= Polynomial texture mapping =

Digital imaging technique

Polynomial texture mapping (PTM), also known as Reflectance Transformation Imaging (RTI), is a technique of imaging and interactively displaying objects under varying lighting conditions to reveal surface phenomena. The data acquisition method is single camera multi light (SCML).

==Origins==
The method was originally developed by Tom Malzbender of HP Labs in order to generate enhanced 3D computer graphics and it has since been adopted for cultural heritage applications.

==Methodology==
A series of images is captured in a darkened environment with the camera in a fixed position and the object lit from different angles (Single Camera Multi Light). Interactive software processes and combines the set of images to enable the user inspecting the object to control a virtual light source. The virtual light source may be manipulated to simulate light from different angles and of different intensity or wavelengths to illuminate the surface of artefacts and reveal details. Open-source tools for processing the captured images and publishing the resulting relightable images on the web are freely available.

==Applications==
Polynomial texture mapping may be used for detailed recording and documentation, 3D modeling, edge detection, and to aid the study of inscriptions, rock art and other artefacts. It has been applied to hundreds of the Vindolanda tablets by the Centre for the Study of Ancient Documents at the University of Oxford in conjunction with the British Museum. It has also been deployed, by Ben Altshuler of the Institute for Digital Archaeology, to scan the Philae obelisk at Kingston Lacy and the Parian Chronicle at the Ashmolean Museum; in both cases scans revealed significant, previously illegible text. Method was also used for identifying microscopic worked antler from Star Carr and recording ancient rock art in Armenia.

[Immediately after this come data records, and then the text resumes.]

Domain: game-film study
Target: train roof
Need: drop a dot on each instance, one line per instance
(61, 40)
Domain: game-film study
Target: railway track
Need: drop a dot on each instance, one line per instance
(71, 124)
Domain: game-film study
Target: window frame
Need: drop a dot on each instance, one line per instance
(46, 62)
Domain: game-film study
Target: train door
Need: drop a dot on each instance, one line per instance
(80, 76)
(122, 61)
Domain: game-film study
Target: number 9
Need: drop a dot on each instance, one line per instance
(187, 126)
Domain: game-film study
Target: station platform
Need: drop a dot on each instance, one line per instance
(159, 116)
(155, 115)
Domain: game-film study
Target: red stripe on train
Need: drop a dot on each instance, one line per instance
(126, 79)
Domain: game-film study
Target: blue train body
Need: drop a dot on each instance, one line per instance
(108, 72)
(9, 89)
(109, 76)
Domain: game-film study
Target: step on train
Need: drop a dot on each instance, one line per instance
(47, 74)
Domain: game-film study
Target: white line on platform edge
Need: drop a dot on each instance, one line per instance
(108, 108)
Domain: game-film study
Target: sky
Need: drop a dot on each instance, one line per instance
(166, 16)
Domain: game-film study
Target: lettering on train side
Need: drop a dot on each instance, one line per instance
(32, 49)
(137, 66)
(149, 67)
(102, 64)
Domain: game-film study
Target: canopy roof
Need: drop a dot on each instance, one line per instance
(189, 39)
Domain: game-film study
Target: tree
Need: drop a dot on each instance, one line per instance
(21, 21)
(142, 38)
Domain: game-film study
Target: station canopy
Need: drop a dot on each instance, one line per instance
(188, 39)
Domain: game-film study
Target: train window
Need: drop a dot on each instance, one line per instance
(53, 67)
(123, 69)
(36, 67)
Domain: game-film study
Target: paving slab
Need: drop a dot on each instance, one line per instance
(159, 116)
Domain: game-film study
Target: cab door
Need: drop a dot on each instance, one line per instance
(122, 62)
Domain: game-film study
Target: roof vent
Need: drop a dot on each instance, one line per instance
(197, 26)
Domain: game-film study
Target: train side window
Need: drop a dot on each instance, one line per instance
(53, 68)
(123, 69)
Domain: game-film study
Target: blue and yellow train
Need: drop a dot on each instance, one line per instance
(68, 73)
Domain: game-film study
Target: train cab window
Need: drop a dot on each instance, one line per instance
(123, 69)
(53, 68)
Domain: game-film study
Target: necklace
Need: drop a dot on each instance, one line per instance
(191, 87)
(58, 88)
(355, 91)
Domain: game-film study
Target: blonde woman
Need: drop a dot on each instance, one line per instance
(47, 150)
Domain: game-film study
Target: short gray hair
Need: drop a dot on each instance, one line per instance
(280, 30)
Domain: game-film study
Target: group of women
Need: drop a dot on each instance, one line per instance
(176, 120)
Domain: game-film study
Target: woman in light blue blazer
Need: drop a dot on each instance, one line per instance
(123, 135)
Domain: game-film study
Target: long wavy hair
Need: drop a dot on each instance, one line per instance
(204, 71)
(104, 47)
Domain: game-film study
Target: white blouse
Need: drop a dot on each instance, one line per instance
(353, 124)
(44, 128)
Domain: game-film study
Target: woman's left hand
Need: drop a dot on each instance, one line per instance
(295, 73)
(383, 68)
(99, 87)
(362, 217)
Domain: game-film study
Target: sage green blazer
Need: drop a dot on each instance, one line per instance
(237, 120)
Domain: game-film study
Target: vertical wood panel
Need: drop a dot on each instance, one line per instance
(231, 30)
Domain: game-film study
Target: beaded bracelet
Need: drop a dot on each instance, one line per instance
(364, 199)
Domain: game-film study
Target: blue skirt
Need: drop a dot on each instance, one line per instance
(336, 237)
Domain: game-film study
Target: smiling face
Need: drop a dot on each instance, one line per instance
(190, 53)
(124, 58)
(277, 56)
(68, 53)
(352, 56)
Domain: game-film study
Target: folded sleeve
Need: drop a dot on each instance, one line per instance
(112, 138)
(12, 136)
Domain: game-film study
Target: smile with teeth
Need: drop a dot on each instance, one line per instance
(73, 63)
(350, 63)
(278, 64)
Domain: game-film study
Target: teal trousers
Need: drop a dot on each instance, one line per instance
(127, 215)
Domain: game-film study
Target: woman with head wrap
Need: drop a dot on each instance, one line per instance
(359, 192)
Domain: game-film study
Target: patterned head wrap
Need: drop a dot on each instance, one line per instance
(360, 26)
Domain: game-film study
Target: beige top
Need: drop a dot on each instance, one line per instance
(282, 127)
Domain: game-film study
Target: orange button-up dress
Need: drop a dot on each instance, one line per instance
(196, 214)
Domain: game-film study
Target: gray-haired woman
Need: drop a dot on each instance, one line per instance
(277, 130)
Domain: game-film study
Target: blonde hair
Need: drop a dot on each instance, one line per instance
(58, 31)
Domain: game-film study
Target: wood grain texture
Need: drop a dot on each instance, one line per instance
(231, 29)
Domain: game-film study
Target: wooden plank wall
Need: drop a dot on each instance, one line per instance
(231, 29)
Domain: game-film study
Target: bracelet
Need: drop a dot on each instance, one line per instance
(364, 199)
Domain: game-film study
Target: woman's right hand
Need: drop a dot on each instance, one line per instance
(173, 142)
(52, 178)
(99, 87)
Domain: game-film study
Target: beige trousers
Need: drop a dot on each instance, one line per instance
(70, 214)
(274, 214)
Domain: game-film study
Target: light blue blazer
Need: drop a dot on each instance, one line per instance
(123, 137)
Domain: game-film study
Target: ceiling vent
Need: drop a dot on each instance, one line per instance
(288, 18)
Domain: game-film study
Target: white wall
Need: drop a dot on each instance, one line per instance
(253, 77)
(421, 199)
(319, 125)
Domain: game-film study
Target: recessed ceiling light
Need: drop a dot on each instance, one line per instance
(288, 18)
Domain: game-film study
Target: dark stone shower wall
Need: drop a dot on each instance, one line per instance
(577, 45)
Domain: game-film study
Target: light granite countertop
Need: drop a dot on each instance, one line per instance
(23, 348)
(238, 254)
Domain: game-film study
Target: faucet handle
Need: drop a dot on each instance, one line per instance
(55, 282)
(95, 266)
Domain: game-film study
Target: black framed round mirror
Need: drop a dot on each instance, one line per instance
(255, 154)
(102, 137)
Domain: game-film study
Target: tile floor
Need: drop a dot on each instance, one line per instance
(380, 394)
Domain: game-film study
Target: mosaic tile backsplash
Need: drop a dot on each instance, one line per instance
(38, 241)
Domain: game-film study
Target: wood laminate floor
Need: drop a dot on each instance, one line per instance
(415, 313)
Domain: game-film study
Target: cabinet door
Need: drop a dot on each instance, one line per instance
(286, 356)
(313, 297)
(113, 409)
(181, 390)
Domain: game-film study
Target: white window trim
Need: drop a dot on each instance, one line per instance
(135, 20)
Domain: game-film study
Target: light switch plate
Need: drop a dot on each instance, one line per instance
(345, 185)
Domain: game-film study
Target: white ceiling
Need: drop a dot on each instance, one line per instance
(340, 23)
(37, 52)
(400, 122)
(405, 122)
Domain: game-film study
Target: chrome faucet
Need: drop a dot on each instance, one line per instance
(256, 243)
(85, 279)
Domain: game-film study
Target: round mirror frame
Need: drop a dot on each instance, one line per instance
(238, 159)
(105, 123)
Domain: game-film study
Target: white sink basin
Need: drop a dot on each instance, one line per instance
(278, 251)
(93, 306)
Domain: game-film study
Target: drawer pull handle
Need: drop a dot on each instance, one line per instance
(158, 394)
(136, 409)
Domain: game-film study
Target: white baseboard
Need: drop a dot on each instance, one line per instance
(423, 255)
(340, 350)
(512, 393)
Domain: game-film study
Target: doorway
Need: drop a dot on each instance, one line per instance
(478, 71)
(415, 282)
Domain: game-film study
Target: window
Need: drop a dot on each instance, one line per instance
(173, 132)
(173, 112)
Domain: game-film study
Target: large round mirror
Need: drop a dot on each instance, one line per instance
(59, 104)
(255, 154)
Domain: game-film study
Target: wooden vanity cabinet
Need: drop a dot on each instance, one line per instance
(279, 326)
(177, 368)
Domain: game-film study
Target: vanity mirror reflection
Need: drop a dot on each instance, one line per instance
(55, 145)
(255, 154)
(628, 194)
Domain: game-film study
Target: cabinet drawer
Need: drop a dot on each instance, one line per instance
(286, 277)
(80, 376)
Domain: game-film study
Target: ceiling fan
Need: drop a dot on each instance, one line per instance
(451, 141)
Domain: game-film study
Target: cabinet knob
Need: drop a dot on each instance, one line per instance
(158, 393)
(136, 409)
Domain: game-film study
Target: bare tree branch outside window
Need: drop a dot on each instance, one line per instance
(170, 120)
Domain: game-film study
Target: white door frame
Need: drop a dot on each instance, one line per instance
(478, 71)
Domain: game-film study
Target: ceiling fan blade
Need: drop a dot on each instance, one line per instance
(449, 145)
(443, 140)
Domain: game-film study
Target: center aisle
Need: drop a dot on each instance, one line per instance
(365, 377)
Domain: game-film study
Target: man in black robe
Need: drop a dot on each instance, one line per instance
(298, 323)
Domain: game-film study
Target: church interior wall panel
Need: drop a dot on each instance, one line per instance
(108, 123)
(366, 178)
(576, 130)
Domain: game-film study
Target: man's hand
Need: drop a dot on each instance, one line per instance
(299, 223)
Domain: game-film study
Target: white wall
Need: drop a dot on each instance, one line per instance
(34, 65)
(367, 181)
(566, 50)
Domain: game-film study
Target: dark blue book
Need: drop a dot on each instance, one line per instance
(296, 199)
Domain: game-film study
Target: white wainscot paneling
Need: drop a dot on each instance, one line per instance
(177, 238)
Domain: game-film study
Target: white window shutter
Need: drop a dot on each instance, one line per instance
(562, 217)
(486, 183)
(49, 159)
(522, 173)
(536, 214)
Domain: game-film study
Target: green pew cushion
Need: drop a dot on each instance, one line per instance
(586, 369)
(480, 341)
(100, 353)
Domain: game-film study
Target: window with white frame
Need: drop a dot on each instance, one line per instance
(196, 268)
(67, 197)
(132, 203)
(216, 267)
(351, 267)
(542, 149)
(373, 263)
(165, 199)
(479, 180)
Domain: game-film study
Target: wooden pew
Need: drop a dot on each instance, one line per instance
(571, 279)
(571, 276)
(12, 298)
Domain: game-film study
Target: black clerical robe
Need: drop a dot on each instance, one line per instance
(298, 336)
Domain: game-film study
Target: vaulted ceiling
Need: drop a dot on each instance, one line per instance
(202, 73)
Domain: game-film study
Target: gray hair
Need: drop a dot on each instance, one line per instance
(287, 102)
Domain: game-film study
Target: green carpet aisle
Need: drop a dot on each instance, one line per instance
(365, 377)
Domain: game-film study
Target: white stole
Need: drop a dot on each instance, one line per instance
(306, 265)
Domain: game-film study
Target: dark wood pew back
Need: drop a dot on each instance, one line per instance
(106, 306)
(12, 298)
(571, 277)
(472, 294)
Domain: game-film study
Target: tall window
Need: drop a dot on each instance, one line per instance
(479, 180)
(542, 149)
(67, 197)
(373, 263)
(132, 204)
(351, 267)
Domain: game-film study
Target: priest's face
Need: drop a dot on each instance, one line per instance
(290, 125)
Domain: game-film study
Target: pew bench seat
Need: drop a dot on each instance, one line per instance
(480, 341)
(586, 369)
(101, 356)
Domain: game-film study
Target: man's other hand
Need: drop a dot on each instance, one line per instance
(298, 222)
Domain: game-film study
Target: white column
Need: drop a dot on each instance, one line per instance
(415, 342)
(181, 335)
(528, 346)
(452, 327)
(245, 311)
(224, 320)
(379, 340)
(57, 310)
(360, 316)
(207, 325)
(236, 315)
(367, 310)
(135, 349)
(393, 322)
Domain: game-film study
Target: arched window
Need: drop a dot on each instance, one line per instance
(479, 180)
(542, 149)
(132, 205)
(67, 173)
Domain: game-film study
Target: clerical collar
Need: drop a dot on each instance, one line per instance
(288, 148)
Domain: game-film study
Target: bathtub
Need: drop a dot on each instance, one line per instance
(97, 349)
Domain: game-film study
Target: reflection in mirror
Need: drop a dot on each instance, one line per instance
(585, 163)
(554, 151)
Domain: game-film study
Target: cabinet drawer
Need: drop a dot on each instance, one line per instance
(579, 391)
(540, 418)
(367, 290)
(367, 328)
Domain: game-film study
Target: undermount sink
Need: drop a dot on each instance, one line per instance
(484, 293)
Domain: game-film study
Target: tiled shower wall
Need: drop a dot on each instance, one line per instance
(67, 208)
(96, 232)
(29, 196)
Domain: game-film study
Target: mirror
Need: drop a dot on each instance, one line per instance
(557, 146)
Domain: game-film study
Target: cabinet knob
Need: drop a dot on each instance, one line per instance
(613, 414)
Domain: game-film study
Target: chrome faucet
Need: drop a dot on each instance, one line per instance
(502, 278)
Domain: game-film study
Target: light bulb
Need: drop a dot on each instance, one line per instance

A 'dome' supporting twenty-four lights has been used to image paintings in the National Gallery and produce polynomial texture maps, providing information on condition phenomena for conservation purposes. Studies of the technique at the National Gallery and Tate concluded that it is an effective tool for documenting changes in the condition of paintings, more easily repeatable than raking light photography, and therefore could be used to assess paintings during structural treatment and before and after loan. Twelve dome-based systems built by the University of Southampton have been used to capture thousands of cuneiform tablets at various museums.

The technique is now also finding uses in the field of forensic science, for example in imaging footprints, tyre marks, and indented writing.